Featuring the vehicles of three of Lebanon’s presidents, the exhibition aims to “retrace [Lebanon’s] history through cars,” says one of the organizers, Neda Ziade.
The elite cars on display – all owned by Lebanese collectors – were selected by a jury composed of members of the Federation Internationale des Vehicules Anciens from a pool of 200 candidates.
This show is not just for the classic car connoisseur but anyone who craves a peek into Beirut’s glamorous past.
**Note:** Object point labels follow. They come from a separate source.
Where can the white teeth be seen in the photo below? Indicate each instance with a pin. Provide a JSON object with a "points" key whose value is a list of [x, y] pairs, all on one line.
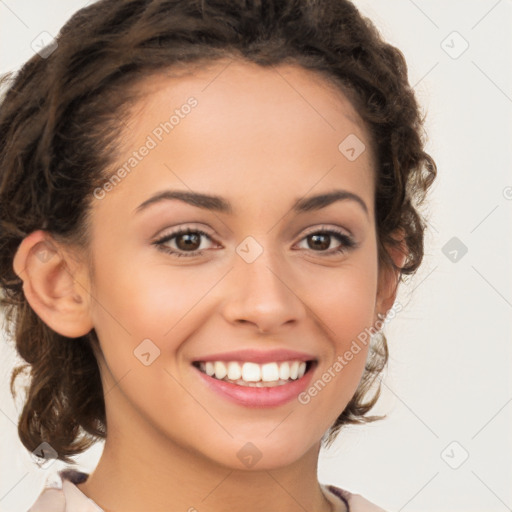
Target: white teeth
{"points": [[220, 370], [294, 370], [234, 371], [269, 372], [284, 371], [253, 374], [209, 368]]}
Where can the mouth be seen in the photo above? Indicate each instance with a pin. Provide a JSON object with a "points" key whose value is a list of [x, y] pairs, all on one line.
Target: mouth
{"points": [[252, 374]]}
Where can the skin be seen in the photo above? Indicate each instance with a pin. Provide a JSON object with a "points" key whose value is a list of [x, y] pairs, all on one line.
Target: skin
{"points": [[260, 138]]}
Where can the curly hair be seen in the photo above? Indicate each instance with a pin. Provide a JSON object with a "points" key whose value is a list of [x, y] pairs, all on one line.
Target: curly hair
{"points": [[59, 124]]}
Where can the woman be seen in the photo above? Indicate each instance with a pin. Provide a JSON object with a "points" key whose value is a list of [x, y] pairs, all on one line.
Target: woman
{"points": [[206, 211]]}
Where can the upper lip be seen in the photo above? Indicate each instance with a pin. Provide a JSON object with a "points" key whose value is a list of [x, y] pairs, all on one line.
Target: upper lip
{"points": [[258, 356]]}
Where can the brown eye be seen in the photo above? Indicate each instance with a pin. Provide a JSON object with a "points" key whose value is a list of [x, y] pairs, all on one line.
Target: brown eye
{"points": [[188, 241], [185, 242], [321, 241]]}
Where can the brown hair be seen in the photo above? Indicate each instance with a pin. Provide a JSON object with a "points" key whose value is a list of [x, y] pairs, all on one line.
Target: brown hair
{"points": [[59, 123]]}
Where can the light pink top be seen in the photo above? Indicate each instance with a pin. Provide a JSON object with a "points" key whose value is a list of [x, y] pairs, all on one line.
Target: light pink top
{"points": [[60, 494]]}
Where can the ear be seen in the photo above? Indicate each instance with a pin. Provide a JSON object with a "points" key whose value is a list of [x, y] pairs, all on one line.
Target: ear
{"points": [[388, 276], [54, 284]]}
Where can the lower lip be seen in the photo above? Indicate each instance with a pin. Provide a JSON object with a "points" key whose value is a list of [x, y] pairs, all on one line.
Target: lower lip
{"points": [[258, 397]]}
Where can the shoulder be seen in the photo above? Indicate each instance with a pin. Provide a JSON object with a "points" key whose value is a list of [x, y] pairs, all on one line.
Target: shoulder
{"points": [[354, 502], [60, 494]]}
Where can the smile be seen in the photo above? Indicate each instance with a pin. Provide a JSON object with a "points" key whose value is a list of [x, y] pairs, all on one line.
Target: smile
{"points": [[253, 374]]}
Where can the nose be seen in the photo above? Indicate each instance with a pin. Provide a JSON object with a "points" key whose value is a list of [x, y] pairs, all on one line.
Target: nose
{"points": [[262, 295]]}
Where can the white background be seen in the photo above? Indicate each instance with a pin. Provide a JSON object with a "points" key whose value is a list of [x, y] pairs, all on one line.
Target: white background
{"points": [[449, 377]]}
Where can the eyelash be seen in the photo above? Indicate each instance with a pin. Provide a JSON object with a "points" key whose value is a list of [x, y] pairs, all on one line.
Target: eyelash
{"points": [[347, 242]]}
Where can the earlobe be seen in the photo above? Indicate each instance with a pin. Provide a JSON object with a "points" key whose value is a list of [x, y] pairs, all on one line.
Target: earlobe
{"points": [[52, 286], [389, 277]]}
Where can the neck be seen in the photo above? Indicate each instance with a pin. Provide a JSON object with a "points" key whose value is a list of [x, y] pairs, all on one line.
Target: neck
{"points": [[149, 472]]}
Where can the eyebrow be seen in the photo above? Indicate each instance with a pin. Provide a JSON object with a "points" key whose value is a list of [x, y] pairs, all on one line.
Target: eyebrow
{"points": [[219, 204]]}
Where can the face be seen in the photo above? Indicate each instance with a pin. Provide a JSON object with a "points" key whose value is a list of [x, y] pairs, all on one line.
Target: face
{"points": [[263, 274]]}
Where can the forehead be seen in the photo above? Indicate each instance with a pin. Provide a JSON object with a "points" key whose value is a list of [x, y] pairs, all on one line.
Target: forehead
{"points": [[280, 127]]}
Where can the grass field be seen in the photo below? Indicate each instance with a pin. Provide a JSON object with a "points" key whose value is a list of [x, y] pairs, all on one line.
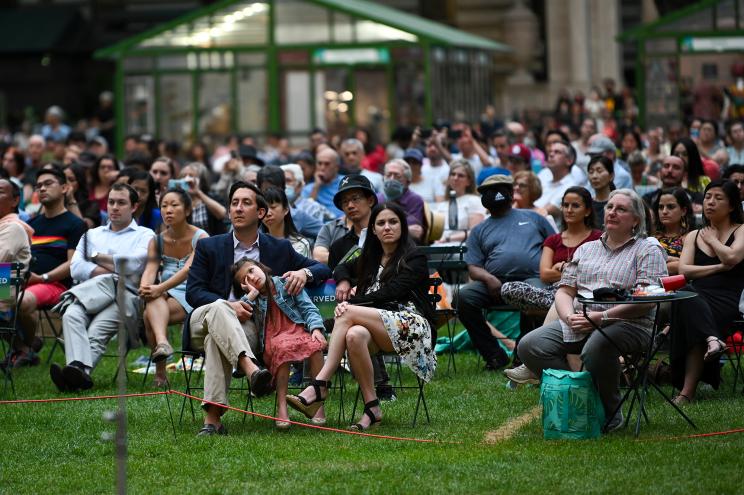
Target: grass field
{"points": [[57, 447]]}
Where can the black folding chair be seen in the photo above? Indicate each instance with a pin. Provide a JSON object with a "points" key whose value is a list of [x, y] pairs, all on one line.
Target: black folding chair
{"points": [[56, 337], [189, 356], [447, 260], [397, 371], [13, 278]]}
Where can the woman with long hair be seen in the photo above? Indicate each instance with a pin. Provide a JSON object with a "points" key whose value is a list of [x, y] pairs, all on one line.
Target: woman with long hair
{"points": [[170, 253], [147, 213], [290, 329], [601, 173], [162, 170], [278, 221], [577, 223], [388, 310], [207, 213], [623, 258], [102, 176], [673, 220], [77, 200], [713, 259], [470, 211], [686, 149], [630, 143]]}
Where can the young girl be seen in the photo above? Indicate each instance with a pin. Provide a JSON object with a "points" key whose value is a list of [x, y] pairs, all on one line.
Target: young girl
{"points": [[290, 327]]}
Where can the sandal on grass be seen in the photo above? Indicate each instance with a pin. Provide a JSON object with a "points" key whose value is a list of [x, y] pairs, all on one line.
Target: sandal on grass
{"points": [[309, 407], [374, 420], [716, 348]]}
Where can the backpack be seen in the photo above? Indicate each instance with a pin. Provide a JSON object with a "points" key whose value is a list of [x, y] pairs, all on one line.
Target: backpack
{"points": [[572, 408]]}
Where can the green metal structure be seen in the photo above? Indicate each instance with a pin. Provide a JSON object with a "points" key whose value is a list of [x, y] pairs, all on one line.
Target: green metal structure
{"points": [[292, 65], [687, 47]]}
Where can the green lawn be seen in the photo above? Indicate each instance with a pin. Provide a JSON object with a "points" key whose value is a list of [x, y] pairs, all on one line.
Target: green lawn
{"points": [[57, 448]]}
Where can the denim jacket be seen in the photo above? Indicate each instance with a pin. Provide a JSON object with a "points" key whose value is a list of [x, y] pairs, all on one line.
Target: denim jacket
{"points": [[300, 309]]}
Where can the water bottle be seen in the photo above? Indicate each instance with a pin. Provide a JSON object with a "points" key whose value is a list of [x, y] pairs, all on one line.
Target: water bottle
{"points": [[453, 220]]}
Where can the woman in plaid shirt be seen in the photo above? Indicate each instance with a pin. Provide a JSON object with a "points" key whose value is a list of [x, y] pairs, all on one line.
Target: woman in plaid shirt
{"points": [[623, 258]]}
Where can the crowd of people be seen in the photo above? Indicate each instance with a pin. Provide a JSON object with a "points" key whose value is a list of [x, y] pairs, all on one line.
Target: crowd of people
{"points": [[225, 239]]}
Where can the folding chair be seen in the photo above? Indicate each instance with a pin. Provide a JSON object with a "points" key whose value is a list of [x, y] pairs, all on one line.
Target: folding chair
{"points": [[398, 370], [443, 259], [188, 352], [12, 286], [397, 381], [45, 316]]}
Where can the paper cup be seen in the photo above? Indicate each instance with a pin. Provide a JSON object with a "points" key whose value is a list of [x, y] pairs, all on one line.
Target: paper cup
{"points": [[673, 282]]}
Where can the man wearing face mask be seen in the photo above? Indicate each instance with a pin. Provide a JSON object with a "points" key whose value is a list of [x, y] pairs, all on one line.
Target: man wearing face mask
{"points": [[275, 176], [398, 176], [504, 247]]}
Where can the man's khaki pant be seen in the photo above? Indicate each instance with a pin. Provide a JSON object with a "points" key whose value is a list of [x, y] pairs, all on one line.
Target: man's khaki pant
{"points": [[215, 328]]}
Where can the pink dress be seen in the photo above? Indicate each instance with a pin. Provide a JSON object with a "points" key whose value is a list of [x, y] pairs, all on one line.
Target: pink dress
{"points": [[284, 340]]}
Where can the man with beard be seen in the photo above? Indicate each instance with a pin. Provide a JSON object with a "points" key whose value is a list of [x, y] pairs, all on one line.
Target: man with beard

The walls of the exhibition are adorned with a retrospective of postcards from Lebanon and photographs of Lebanese families, in addition to cultural artifacts from the decades that the cars belong to.
The show’s organizers especially aimed to reach out to youth using cars as a vehicle, literally, to pass on the “golden age” of Lebanon. “You have a whole generation that doesn’t know the history before 1975,” says Roula Douaidy, another event organizer, adding that the show is “not just an exhibition but a small museum to learn about the periods” of Lebanon’s past.
The presidential cars – including the 1951 Mercedes Benz 300 Adenauer of President Bechara al-Khoury, the 1961 Bentley S2 of President Camille Chamoun and the 1963 Chevrolet Impala of President Fouad Chehab – are accompanied by a timeline of Lebanon’s presidents up to 1975 and photographs from eras past that show the city and society of Beirut.
Chamoun’s grandson, Camille, expressed great enthusiasm at the show’s opening event. “It is very important for people to see the classic cars – they are like a painting or anything else you would go see in a museum,” he told The Daily Star.
Himself an avid car collector and frequent participant in the annual classic car hill climb of Deir al-Qamar, Chamoun found the event “rewarding for the owners who have put so much effort into taking care of their cars.”
Chamoun was particularly proud to share his memories of his grandfather’s car with the public, so that people get to see “the pleasure of the older generation who has … grown up in these cars.” “I discovered Lebanon in my grandfather’s Bentley from north to south. We used to go on hunting trips in that car. It is the best souvenir.”
“It’s amazing,” exclaimed one attendee, Samir. “It’s folkloric – a Lebanese president’s car.”
The Classic Car Show runs from July 8-31. The exhibit is open daily from 4-10 p.m. and is free to the public.